Khalkha is actually a crispy, savory cookie that is Turkish in origin. The word khalkha actually means "ring," as in a ring shape, not a piece of jewelry. While its name refers to a round, ring-like shape, many people prefer to create twisted khalkhas instead. The shape makes little difference to the overall enjoyment of these buttery, rich snacks.
When I was growing up, not only were these khalkhas common treats in our home, but they became part of a breakfast ritual that still reminds me of my late grandmother any time I partake in this practice.
My grandmother, or dadeek as I called her, would make a mug of Lipton tea, add a touch of sugar and a fresh squeeze of lemon, and then break up some khalkhas into large pieces and add them to the tea.
Then she would fish out the bites of tea-soaked khalkha with a spoon (at first they still retain some of their texture, and later are much softer and falling apart). Wash it all down with the remnants of the tea (a bit polluted now with nigella seeds and wet khalkha crumbs), and it was one of the most comforting "breakfasts" from my childhood!
Khalkha can be time consuming to make, mainly because of the step of shaping them. Honestly, you can easily just cut them into short breadstick-shapes and call it a day, but I think it's worth a little extra effort. Even though this is a yeasted-dough, that's not very daunting, and the proofing time isn't excessive.

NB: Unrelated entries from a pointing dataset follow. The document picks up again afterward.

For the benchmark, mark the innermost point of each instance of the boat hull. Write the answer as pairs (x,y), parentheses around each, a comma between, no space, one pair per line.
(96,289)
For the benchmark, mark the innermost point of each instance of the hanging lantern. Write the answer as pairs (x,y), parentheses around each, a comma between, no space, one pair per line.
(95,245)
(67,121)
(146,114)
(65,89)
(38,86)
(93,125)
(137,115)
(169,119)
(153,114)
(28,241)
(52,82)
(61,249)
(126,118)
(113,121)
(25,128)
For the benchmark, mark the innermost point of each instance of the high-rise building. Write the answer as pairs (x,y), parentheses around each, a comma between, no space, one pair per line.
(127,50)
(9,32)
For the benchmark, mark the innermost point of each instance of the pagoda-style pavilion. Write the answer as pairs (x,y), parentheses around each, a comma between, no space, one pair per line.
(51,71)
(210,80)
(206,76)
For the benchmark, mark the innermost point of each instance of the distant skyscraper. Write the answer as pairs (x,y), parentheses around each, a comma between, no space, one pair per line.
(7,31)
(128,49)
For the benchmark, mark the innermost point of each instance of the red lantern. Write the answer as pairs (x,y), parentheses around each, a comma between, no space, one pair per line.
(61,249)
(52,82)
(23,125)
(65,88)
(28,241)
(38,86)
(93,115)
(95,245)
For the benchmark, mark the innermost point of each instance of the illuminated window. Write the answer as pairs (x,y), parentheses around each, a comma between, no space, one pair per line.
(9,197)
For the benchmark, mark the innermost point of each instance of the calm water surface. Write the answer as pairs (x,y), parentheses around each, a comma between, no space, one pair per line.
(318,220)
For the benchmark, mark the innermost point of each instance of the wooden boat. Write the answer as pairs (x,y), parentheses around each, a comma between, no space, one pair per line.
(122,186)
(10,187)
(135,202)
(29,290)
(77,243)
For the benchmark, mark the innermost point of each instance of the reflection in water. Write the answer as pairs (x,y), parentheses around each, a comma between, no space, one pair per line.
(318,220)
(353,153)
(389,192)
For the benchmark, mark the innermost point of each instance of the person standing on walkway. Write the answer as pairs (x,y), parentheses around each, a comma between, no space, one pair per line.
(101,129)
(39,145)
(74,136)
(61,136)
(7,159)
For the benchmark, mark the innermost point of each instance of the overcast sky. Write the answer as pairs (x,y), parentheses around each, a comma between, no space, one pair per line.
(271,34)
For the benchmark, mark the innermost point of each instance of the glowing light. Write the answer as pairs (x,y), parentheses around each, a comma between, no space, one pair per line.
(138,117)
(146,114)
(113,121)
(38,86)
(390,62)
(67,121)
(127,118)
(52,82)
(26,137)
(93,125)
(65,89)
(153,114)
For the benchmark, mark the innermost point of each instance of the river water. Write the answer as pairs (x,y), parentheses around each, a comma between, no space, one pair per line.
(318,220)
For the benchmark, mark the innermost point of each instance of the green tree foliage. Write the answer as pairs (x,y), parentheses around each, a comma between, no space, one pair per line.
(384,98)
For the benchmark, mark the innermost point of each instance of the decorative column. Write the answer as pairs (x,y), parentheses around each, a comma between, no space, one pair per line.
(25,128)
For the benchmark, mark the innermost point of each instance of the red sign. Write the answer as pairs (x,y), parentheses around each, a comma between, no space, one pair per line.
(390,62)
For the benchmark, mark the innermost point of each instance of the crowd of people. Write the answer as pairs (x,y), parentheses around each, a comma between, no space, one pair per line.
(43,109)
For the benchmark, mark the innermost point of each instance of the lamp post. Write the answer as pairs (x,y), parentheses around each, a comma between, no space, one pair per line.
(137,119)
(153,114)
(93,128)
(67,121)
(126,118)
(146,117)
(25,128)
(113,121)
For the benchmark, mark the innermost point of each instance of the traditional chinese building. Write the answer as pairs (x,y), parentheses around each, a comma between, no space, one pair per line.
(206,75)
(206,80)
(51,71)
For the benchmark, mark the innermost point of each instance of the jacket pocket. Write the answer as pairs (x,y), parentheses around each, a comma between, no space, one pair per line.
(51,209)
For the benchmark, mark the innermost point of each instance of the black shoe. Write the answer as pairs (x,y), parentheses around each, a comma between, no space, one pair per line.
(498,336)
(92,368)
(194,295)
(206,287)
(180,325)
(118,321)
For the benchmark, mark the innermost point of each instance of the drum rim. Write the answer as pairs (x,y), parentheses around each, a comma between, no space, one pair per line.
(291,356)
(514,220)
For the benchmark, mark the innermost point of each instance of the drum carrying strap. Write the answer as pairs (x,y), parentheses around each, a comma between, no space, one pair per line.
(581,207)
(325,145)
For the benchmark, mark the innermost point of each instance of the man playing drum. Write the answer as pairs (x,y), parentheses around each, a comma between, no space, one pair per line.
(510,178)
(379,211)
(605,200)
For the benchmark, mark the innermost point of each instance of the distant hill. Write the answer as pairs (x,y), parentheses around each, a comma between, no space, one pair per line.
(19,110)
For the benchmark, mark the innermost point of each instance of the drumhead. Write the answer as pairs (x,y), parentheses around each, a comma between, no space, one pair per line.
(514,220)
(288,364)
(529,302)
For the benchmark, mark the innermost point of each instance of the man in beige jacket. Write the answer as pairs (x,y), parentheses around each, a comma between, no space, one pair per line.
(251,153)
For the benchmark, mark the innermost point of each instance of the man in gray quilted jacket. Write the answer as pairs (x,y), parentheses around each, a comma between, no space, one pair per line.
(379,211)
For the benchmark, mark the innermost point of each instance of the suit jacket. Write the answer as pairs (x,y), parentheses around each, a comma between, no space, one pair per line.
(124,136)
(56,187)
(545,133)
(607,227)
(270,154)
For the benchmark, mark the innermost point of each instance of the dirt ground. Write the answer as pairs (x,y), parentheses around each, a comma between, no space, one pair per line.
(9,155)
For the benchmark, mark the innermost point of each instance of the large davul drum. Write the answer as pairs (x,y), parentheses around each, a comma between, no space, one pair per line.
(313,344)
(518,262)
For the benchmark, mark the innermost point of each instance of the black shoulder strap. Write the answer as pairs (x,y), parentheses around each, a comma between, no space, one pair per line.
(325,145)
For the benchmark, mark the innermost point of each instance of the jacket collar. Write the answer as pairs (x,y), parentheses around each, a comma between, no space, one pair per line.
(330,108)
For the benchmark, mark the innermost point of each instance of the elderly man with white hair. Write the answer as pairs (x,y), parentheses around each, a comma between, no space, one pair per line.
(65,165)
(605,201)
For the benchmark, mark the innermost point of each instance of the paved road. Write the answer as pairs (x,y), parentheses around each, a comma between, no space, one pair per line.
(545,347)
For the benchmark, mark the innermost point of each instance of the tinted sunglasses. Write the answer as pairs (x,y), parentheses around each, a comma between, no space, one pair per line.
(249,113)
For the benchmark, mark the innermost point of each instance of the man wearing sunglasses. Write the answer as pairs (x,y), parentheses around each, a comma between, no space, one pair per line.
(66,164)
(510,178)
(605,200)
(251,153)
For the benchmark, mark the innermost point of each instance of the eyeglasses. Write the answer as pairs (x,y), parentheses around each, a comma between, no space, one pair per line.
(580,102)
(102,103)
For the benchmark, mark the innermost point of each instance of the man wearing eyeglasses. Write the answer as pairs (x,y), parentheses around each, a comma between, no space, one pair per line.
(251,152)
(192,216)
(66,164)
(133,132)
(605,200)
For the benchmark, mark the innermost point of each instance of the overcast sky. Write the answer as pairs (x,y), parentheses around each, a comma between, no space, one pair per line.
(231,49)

Whether you enjoy these crisp khalkhas with your morning tea or as an afternoon snack, they are decadent and satisfying. It's also impossible to eat just one! Just beware, they are far from fat-free, but worth a bit of indulgence if you ask me :)
Makes about 7 dozen
1 1/2 cups warm water
2 teaspoons dry active yeast
1 tablespoon nigella seeds
2 teaspoons kosher salt
8 ounces (2 sticks) unsalted butter, melted
1/3 cup vegetable oil
6 cups all-purpose flour
1 egg, beaten
Mix the warm water and yeast in a small bowl and allow the yeast to bloom for about 10 minutes until softened and dissolved.
In a large mixing bowl, combine the nigella seeds and kosher salt. Stir in the water/yeast, melted butter, and oil. Slowly add the flour, stirring with a wooden spoon until it becomes thick enough to mix with your hands. Continue to mix/knead the dough until it becomes smooth, soft, and pliable.
Cover with a kitchen towel and allow to proof in a slightly warm space for 1 1/2 hours, or until about double in size.
Preheat the oven to 375 degrees F placing the racks in the upper and lower thirds of the oven. Line several baking sheets with parchment paper and set aside.
Cut portions of the dough with a knife, covering the remaining dough until needed. Roll each portion into a rope about 1/4-inch thick on an unfloured work surface (alternatively, pinch off smaller pieces of dough and roll them out individually). To create twists, cut into segments about 4-to-6-inches in length. Fold each segment to bring the ends together, pressing gently, and then twist (the length will determine the size of the twists). To create rings, cut the segments into 4-inch pieces and pinch together the opposite ends to yield a circle. Place each twist or ring on the parchment-lined baking sheets, setting them about 1-inch apart.
Brush the beaten egg over each khalkha and then place baking sheets in the oven (you may need to bake them in batches) for about 30 to 35 minutes, rotating the pans from front to back and top to bottom halfway through. The khalkhas are done when they are golden and crisp. Remove from the oven and allow to cool completely before serving.
Khalkha can keep in an airtight container for about a week and can be frozen.